On the N138.249b earmarked for road infrastructure, the fund will be used to complete the Abule-Egba overhead bridge, Ajah bridge, continued massive road rehabilitation in partnership with the Local Governments/Local Council Development Areas, Murtala Mohammed International Airport Road from Oshodi, Agric-Isawo-Owutu-Arepo Road in Ikorodu,Igbe-Igbogbo Phase II- Bola Tinubu Way in Ikorodu, Ijegun Imore Phase II, Amuwo in Ojo axis,Oke-Oso-Araga-Poka in Epe, Epe-Poka-Majoda in Epe and Pen Cinema flyovers, among others.
The N51.376bn budgeted for transportation has been earmarked for the Blue Rail Line, advancement of 10-Lane Lagos-Badagry Expressway, construction of jetties and terminals (especially at Epe and Marina with shoreline protection) and procurement of ferries to improve water transportation and encourage tourism.
“The government is also committed to the expansion of BRT Lanes in Lagos and we shall pay due attention to Oshodi – Abule Egba BRT Corridor. In the course of the 2017 Financial Year, we shall carry out fundamental reforms on all our modes of transportation – Roads, Water and the Walkways. In this wise, a Public Transport Infrastructure Bond will be issued in the course of the year,” Ashade said.
On housing, Ashade said the N50.290bn investment would allow government to focus on affordable housing units through rent-to-own schemes (Badagry, Lagoon View Topo-Idale and Imota), while the total sum of N15.291bn out of the allocation is committed to completion of on-going housing estates (Sangotedo, Odo Nasa Agowa, Ikorodu Ibeshe).
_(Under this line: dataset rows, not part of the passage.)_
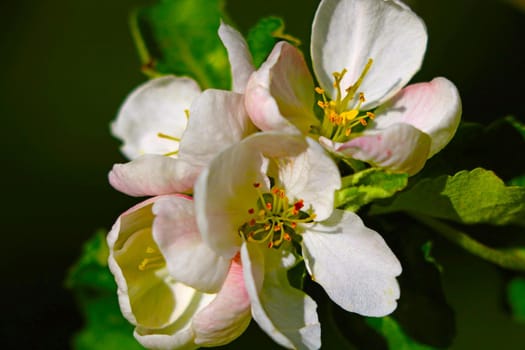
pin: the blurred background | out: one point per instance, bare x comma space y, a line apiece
68, 65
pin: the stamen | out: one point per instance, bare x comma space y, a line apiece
150, 263
168, 137
171, 153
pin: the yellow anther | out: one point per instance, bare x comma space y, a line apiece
150, 263
171, 153
168, 137
350, 115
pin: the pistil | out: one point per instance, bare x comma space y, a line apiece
274, 219
339, 118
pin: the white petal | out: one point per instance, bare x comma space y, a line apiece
280, 94
225, 192
189, 260
179, 334
353, 264
228, 315
153, 175
346, 33
148, 296
218, 119
239, 55
399, 148
156, 106
286, 314
434, 108
312, 176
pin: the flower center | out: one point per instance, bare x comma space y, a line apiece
274, 219
173, 138
339, 118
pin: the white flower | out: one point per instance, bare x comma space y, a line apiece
172, 302
271, 197
171, 129
363, 53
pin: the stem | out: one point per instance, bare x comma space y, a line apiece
509, 260
142, 50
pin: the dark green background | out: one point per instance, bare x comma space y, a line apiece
67, 65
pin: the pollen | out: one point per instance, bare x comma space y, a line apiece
275, 219
343, 112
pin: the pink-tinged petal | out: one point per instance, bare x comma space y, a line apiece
313, 177
239, 55
179, 334
218, 119
225, 192
151, 175
353, 264
399, 148
156, 106
189, 260
286, 314
280, 94
434, 108
148, 296
228, 315
346, 33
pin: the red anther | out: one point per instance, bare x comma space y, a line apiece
298, 205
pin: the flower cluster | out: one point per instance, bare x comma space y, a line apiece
242, 182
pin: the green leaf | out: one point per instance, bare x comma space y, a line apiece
90, 270
394, 335
423, 311
426, 248
516, 298
264, 35
180, 37
518, 125
365, 186
496, 146
517, 181
469, 197
93, 285
105, 327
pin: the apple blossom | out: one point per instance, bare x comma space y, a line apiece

On health, N57.290bn earmarked is for the continuous upgrading/renovation of health facilities and completion of on-going healthcare infrastructure, including MCCs, upgrading / renovation of primary healthcare centres, completion / equipping of Drug Quality Control Laboratory (DQCL), prevention of blindness / special health projects, construction of specialist hospital, construction of Medical Park, among others.
On education, the N92.4bn earmarked has been set aside for continued rehabilitation / upgrading of public school buildings/facilities, continued provision of furniture for secondary schools, construction of new schools, schools improvement plan for secondary schools, provision of equipment for science laboratories, among others.